41 Ds Como Produto Interno

Introdução

Muitos Design Systems nascem como projetos técnicos ou iniciativas de padronização visual, frequentemente liderados por designers ou desenvolvedores apaixonados que identificam a necessidade de maior consistência. No entanto, essa abordagem inicial, embora valiosa, muitas vezes leva a sistemas que não evoluem adequadamente, perdem relevância com o tempo ou falham em demonstrar seu valor para a organização.

A transformação do Design System em um verdadeiro produto interno representa uma mudança fundamental de mentalidade. Em vez de ser visto como uma biblioteca estática de componentes ou um conjunto de diretrizes, o Design System passa a ser gerenciado como um produto dinâmico que serve a clientes internos específicos, com necessidades e expectativas que evoluem constantemente.

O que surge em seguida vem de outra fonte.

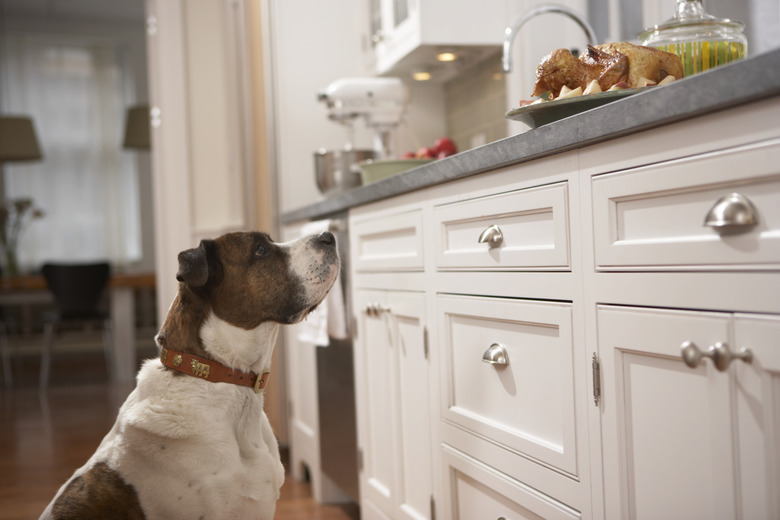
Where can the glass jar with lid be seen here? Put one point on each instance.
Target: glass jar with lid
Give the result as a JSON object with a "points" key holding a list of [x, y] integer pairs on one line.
{"points": [[701, 40]]}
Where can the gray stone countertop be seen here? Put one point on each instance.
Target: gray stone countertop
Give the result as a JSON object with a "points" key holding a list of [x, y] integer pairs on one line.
{"points": [[730, 85]]}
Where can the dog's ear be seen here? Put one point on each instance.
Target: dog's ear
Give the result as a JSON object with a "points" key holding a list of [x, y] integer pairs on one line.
{"points": [[195, 264]]}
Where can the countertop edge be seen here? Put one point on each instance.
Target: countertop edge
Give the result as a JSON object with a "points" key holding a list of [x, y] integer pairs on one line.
{"points": [[728, 86]]}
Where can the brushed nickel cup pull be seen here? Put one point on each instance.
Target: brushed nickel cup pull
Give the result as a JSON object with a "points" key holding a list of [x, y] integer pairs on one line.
{"points": [[722, 356], [730, 212], [692, 355], [375, 309], [492, 236], [496, 355]]}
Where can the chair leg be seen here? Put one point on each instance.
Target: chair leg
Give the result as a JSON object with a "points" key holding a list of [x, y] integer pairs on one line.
{"points": [[48, 338], [108, 347], [5, 353]]}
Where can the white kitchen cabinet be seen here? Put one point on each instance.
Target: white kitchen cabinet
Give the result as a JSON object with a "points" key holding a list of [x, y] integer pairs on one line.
{"points": [[405, 33], [604, 273], [712, 427], [393, 378]]}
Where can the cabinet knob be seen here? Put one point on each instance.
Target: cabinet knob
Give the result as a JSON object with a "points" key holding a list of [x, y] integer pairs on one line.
{"points": [[722, 356], [496, 355], [377, 36], [492, 236], [719, 353], [731, 212]]}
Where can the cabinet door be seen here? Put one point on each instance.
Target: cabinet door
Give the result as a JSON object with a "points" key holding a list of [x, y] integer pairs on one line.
{"points": [[374, 365], [758, 415], [395, 411], [413, 443], [667, 430]]}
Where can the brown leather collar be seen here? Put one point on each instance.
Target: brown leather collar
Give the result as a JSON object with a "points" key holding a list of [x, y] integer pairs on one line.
{"points": [[210, 370]]}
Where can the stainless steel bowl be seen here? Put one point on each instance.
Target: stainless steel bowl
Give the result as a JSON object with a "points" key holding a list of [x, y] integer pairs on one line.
{"points": [[338, 170]]}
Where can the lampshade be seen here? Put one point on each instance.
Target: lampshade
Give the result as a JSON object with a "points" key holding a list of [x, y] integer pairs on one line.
{"points": [[137, 128], [18, 141]]}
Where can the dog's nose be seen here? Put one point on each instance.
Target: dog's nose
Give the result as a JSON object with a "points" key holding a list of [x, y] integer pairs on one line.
{"points": [[327, 238]]}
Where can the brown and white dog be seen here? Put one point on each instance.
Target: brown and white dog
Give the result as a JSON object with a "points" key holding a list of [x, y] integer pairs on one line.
{"points": [[183, 445]]}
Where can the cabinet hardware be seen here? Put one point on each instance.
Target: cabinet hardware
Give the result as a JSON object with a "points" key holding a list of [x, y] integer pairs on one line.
{"points": [[375, 309], [719, 353], [596, 368], [730, 212], [496, 355], [492, 236]]}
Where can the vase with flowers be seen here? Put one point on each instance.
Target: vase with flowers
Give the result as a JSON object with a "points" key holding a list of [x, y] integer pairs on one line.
{"points": [[15, 214]]}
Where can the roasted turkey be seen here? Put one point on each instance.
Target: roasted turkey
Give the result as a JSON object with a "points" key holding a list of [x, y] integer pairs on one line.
{"points": [[609, 64]]}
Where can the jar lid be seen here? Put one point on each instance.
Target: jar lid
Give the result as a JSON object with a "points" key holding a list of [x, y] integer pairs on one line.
{"points": [[691, 18]]}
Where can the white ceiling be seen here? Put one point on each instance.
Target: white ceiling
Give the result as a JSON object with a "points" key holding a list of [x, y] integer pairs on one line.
{"points": [[117, 10]]}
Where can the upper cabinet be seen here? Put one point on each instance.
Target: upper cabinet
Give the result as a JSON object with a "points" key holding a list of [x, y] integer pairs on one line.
{"points": [[404, 36]]}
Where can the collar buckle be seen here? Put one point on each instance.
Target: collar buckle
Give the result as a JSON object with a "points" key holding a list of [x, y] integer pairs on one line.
{"points": [[261, 381]]}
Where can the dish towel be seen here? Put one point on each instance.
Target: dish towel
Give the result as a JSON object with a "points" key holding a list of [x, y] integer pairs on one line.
{"points": [[328, 320]]}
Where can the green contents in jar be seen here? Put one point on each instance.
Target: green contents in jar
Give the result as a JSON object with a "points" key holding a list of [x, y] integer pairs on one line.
{"points": [[700, 40], [700, 56]]}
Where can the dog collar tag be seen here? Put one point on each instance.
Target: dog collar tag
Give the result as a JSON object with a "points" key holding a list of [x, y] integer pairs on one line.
{"points": [[210, 370], [261, 381]]}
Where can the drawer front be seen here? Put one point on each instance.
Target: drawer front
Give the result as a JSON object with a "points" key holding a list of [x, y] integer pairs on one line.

Esta abordagem traz para o universo dos Design Systems princípios consagrados de gestão de produto: pesquisa com usuários, priorização baseada em valor, ciclos de feedback, métricas de sucesso e uma visão clara de longo prazo. O resultado é um sistema mais relevante, adaptável e capaz de demonstrar seu impacto no negócio.

O que é DS como Produto Interno?

Tratar o Design System como Produto Interno significa aplicar princípios e práticas de gestão de produto ao desenvolvimento e evolução do Design System dentro da organização. Esta abordagem reconhece que o Design System tem “clientes” internos (designers, desenvolvedores, product managers) cujas necessidades devem ser compreendidas e atendidas para garantir adoção e impacto.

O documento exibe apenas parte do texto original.